There's a three-level discussion going on here. There are state-to-state discussions, there are industry discussions, and then there's the interface between the two. Generally, firms only do the interface discussion when there's a specific product they need to get through some system. Their job isn't to make the regulations; their job is to comply with the regulations.
I think what you're seeing is that within a lot of these industrial supply chains, they are global. The quality of the products are defined globally, the technologies are owned globally, and the firms that are doing all the things between basic ideas and your dinner table are global enterprises. So they're developing their own standards, which in some cases far exceed the standards of any national government they're trading within.
Sometimes you're seeing a supply push standard where a commodity group or a firm that owns the technology will say, “We're going to 99.9% purity standards and that's it”, even though they may only be required to go to 95% by the regulatory regimes.
A lot of our seeds business is up there; it far exceeds the minimum standards. Similarly, downstream you're getting the food processors saying “zero tolerance” or “tolerance in these types of ways”. For example, they'll tolerate GM traits in industrial food ingredients, which don't make up a significant percentage of the food product and hence don't have to be labelled in most jurisdictions.
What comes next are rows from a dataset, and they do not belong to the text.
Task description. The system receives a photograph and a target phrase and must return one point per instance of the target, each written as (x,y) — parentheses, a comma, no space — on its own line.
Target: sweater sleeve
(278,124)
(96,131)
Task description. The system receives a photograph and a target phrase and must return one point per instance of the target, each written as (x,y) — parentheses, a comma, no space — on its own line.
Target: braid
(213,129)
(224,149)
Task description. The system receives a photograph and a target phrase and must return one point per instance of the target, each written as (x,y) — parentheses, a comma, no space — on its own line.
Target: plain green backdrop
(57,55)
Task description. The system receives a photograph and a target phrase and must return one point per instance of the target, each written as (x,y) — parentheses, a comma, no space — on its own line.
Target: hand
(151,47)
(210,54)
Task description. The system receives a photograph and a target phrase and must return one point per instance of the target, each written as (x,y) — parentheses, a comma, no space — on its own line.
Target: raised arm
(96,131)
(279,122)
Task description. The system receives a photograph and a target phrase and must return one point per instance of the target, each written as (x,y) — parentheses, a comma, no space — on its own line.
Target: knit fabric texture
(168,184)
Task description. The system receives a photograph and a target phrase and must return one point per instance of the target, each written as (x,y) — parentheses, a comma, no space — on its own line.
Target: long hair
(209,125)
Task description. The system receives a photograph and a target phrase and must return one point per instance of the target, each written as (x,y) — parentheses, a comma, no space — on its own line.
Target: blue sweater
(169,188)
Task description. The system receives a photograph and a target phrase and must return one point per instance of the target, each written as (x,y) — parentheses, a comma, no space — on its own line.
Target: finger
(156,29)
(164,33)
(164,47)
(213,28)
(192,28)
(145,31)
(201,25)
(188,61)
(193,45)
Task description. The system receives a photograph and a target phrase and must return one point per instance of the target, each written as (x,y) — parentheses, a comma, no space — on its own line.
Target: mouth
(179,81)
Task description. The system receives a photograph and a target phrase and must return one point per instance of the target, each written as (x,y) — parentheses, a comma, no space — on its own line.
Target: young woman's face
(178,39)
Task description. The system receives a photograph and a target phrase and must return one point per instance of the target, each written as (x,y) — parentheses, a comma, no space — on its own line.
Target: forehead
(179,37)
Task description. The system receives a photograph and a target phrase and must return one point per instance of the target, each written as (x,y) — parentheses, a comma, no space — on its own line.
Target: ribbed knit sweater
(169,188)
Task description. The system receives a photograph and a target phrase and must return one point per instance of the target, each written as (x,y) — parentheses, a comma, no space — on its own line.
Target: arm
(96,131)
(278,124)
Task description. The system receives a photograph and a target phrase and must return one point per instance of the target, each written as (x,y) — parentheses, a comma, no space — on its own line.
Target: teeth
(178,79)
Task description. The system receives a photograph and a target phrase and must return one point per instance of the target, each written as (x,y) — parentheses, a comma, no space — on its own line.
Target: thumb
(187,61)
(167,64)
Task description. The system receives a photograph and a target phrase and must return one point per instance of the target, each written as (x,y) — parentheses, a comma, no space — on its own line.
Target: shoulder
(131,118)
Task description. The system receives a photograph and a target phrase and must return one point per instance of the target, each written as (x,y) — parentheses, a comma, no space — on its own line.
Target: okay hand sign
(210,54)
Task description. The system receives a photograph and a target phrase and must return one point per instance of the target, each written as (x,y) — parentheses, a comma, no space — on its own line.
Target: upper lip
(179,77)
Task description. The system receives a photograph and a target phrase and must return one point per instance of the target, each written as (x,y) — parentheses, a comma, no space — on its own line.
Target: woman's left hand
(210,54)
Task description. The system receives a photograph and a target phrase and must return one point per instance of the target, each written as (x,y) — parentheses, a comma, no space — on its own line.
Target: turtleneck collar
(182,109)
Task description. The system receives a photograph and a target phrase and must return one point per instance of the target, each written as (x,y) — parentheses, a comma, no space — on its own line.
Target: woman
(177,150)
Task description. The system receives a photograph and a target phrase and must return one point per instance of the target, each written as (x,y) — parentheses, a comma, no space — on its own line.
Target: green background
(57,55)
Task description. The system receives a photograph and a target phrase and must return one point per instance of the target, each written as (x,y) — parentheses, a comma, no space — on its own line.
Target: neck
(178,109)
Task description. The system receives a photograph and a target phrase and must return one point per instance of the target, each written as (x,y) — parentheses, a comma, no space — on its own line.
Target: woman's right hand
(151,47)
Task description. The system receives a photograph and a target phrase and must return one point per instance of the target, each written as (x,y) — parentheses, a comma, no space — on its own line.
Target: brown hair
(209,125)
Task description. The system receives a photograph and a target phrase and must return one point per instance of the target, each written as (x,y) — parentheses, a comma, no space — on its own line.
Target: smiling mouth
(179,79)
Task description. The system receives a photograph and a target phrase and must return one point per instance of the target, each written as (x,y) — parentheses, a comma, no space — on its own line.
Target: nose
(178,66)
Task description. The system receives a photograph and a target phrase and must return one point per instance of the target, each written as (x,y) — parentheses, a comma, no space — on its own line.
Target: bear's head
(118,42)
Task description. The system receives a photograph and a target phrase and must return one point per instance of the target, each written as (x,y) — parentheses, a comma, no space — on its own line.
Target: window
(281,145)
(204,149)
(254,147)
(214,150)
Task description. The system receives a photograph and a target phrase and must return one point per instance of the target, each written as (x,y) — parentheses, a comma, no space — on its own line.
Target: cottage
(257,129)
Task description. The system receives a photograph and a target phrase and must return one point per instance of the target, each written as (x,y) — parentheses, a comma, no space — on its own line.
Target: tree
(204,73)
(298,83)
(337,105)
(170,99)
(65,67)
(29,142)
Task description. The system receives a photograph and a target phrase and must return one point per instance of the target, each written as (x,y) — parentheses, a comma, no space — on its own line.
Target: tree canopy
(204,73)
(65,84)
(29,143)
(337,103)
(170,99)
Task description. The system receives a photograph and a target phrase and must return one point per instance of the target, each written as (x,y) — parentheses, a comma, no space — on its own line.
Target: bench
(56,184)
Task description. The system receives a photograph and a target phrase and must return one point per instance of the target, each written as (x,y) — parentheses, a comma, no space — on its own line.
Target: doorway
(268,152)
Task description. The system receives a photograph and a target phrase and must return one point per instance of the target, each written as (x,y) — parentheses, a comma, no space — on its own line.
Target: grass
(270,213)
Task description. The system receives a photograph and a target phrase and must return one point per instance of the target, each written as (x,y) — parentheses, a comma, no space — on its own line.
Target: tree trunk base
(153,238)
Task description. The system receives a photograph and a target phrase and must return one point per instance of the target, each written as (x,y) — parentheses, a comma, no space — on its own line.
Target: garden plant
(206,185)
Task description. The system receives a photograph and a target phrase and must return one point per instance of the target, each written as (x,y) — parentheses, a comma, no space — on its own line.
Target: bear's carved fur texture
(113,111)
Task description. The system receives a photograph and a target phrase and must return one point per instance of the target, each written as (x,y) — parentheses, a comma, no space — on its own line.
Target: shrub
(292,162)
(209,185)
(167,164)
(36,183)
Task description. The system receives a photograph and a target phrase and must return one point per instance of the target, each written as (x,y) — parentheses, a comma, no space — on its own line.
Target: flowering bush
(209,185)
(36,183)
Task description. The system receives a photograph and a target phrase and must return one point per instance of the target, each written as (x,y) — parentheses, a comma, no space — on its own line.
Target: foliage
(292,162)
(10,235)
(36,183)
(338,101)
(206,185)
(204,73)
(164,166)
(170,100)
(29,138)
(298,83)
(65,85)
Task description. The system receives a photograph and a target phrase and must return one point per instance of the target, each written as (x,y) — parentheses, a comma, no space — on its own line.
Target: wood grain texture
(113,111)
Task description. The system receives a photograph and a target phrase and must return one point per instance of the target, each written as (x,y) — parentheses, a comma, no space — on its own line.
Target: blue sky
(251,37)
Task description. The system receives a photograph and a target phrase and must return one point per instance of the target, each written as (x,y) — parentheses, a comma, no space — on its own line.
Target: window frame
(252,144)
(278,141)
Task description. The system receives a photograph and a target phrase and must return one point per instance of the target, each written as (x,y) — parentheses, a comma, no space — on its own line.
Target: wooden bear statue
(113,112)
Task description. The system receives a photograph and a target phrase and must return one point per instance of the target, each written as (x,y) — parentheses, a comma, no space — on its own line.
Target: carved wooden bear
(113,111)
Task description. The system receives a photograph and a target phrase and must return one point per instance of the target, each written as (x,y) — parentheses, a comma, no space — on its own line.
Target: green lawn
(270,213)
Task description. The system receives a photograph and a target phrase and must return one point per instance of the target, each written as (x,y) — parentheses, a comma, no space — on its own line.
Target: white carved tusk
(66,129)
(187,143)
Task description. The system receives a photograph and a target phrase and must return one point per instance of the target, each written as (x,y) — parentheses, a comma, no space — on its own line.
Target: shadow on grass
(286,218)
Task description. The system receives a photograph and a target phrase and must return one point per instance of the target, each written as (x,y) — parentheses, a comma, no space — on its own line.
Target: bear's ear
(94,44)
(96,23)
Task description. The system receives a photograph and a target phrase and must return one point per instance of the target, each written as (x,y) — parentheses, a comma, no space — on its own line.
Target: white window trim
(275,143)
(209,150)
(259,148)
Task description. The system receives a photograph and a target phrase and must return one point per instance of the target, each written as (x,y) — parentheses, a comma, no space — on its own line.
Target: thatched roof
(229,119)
It's not like it's all or nothing. It's whatever is appropriate to the system, which is really just another illustration of the complexity of this world. It's not about commodities any more. It's not about a single product moving between two countries where there's no specific interest in the supply chain. That's why there aren't single rules that say we should just assess the market opportunity, because it isn't a single market. Most of these are going to be highly differentiated, so it's very difficult to know whether there's money in it or not.